In [22]:
import pandas as pd
import altair as alt
import datetime as datetime
import pandas_datareader as DataReader
import scipy
import sklearn
from sklearn.linear_model import LinearRegression
import numpy as np

In [31]:
# Round values to the nearest hundreth (cent)
pd.set_option('display.float_format', lambda x: '%.2f' % x)

In [24]:
# Get the Bitcoin Historical Pricing Data
df = pd.read_csv("bitstampUSD.csv")
df.head()

FileNotFoundError: [Errno 2] File b'bitstampUSD.csv' does not exist: b'bitstampUSD.csv'

In [None]:
# Problems with the data set
# NaN values early on, data is by the second which doesn't correspond
# with most technical indicators and other financial instruments
df.info()

In [None]:
df.describe()

In [None]:
# what percent of set is null?
print(df.isnull().sum()*100/df.isnull().count())

In [None]:
# we will ignore earilier dates with NaN values
bitcoin = df.dropna()
bitcoin

In [25]:
# convert the timestamp variable to a datetime object
bitcoin['Timestamp']=pd.to_datetime(bitcoin['Timestamp'],unit='s')
# index by second
bitcoin.set_index('Timestamp', inplace = True)
# aggregate each group of seconds with by day for prediction, month for graphing
bitcoin_daily = bitcoin.resample('1D').mean()
bitcoin_monthly = bitcoin.resample('1M').mean()

KeyError: 'Timestamp'

In [None]:
bitcoin_daily

In [None]:
bitcoin_monthly

In [29]:
# Set Index to column so it can be referenced in altair
bitcoin_monthly["Month"] = bitcoin_monthly.index
# Graph Bitcoin Price over time
alt.Chart(bitcoin_monthly).mark_line().encode(
    x = alt.X('Month', title='Year'),
    y = alt.Y('Close', axis=alt.Axis(title='Closing Price (USD)')),
    color=alt.value('orange'),
).properties(
    title='Bitcoin Historical Price'
).configure_title(
    fontSize=20,
    font='Courier',
    anchor='start',
    color='gray'
)

Let's look at the general trend in Bitcoin Stock Prices over the past 8 years.
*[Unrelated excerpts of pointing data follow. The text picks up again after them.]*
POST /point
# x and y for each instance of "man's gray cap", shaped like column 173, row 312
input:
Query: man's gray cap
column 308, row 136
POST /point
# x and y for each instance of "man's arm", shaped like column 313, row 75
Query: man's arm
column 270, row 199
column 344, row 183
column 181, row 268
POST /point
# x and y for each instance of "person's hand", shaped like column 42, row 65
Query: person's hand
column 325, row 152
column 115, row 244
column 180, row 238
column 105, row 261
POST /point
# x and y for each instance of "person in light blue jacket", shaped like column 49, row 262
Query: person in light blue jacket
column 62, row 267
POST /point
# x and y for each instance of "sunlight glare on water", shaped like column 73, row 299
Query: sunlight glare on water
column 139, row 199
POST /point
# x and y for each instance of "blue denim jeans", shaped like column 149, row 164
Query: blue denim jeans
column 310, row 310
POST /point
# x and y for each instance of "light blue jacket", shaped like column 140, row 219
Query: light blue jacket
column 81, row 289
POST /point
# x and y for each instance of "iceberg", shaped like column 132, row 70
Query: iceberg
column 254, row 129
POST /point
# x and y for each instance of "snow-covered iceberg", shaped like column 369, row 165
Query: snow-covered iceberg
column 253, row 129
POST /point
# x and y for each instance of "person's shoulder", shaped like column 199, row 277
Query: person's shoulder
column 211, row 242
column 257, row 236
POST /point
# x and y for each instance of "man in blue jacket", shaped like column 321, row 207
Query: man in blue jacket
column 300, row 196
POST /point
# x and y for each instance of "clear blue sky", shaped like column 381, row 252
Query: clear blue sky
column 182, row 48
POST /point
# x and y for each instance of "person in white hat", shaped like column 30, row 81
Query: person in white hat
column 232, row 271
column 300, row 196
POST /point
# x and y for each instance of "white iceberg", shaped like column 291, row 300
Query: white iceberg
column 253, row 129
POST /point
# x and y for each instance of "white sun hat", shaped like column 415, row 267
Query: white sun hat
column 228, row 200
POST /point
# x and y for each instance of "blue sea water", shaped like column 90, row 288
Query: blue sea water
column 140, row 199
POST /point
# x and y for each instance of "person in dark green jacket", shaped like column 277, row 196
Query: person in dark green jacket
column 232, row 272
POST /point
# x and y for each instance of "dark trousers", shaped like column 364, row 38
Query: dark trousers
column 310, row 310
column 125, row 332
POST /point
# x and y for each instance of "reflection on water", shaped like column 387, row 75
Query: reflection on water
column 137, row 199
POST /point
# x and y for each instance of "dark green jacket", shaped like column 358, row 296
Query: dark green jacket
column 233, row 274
There is a noticeable, meteoric rise in 2017 that is preceeded by years of slow growth.

In [17]:
# Do dates correspond with data?
bitcoin_daily["Month"] = pd.DatetimeIndex(bitcoin_daily['day']).month
bitcoin_daily["Year"] = pd.DatetimeIndex(bitcoin_daily['day']).year
bitcoin_daily.info

monthly_averages = bitcoin_daily.groupby('Month').mean()
monthly_averages["Month"] = monthly_averages.index
dates = {1:'January', 2:'February', 3 : 'March', 4: 'April', 5 : 'May', 6:'June', 7:'July', 8:'August', 9:'September', 10: 'October', 11: 'November', 12: 'December'}
monthly_averages.replace({"Month": dates}, inplace=True)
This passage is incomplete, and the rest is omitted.